The area fractions of eutectic phase at different positions of samples obtained by various gravity fields are summarized in Figure 5. In normal gravity field, the curve is nearly horizontal, revealing that no macrosegregation of solute Cu occurred in normal gravity field. With the increasing gravity coefficient, the curve becomes steeper, which indicates that the solute Cu was more segregated toward the bottom of the sample with the increasing super-gravity field.

Figure 6 shows the copper content at different positions of the Al-4.5wt%Cu samples obtained in normal gravity field and super gravity field.
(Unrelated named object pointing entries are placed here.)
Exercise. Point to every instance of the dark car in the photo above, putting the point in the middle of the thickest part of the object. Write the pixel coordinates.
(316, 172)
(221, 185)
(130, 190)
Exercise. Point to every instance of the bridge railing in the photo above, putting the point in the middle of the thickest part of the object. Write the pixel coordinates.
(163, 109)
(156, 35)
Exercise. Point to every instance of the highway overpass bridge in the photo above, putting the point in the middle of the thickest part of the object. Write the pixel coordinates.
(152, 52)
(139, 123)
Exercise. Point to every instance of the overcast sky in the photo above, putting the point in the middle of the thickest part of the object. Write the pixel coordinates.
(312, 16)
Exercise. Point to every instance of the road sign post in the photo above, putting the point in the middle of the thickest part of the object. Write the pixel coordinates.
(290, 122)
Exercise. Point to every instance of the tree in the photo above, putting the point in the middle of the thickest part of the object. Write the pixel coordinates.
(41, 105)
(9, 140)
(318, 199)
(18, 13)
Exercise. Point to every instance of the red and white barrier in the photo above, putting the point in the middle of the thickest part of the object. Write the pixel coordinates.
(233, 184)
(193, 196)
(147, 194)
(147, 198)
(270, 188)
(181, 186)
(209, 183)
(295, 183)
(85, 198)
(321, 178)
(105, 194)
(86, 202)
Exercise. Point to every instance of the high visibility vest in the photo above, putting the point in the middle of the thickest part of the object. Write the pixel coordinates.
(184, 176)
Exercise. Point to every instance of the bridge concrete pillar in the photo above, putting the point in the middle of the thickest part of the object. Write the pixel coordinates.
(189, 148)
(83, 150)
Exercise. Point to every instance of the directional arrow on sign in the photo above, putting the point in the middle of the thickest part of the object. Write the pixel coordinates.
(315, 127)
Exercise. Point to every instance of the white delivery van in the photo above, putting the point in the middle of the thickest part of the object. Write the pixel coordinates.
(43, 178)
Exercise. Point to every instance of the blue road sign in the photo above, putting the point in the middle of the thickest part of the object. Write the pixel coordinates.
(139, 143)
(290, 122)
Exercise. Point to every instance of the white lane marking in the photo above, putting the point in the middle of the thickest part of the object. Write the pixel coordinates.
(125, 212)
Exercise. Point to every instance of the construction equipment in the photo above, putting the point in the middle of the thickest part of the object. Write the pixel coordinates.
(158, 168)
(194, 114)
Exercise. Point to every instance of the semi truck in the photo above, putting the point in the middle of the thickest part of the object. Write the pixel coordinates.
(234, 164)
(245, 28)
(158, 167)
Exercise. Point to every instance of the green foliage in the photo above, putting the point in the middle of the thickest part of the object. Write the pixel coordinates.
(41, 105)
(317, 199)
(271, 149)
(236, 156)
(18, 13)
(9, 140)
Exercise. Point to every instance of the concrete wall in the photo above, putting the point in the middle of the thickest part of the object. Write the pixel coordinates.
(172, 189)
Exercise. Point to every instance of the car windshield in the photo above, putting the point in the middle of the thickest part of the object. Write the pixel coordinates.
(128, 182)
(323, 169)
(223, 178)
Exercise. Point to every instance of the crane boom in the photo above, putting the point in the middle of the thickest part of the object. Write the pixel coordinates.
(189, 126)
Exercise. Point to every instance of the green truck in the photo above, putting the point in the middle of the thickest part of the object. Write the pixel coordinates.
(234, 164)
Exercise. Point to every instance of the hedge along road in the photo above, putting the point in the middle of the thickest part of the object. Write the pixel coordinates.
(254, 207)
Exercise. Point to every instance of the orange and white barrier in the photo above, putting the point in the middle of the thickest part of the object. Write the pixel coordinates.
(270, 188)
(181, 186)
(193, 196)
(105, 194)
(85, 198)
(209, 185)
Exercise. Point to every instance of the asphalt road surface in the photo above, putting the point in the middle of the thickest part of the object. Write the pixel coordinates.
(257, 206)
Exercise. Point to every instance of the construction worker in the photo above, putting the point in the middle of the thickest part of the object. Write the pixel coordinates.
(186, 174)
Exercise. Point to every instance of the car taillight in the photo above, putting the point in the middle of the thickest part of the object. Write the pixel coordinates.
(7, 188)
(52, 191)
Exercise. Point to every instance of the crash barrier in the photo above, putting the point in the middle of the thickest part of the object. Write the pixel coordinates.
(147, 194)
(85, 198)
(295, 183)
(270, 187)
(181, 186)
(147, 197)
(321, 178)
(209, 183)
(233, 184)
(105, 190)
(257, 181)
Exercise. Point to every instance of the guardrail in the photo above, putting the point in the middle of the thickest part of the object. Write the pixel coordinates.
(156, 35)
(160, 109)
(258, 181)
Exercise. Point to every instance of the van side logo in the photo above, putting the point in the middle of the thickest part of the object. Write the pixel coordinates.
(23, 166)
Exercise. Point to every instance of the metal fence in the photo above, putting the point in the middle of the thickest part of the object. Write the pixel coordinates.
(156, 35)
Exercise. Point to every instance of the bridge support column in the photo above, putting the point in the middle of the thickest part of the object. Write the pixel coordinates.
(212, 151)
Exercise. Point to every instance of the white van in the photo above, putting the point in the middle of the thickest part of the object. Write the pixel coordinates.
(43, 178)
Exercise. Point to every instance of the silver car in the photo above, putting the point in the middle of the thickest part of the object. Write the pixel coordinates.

It can be known that the copper content at the up, middle and bottom positions of the sample are 4.41 wt%, 4.45 wt% and 4.46 wt%, respectively, which are almost the same, illustrating no macrosegregation in the sample along the gravity direction in normal gravity field. While in super gravity field of G = 800, the copper content at the up and middle positions decreases to only 2.58 wt% and 3.64 wt%, respectively, and that at the bottom of the sample increases up to 8.48 wt%. The variation of copper content is consistent with the microstructures in Figure 4 and the area fractions in Figure 5.

thumbnail Fig. 3

Microstructures at different positions of Al-4.5wt%Cu samples in normal gravity field and super gravity field.

thumbnail Fig. 4

Energy spectrum of the samples.

thumbnail Fig. 5

Area fraction of eutectic phase at different positions of the sample in normal gravity and super-gravity field.

thumbnail Fig. 6

The copper content at different positions of the Al-4.5wt%Cu samples obtained in normal gravity field and super gravity field of G = 800.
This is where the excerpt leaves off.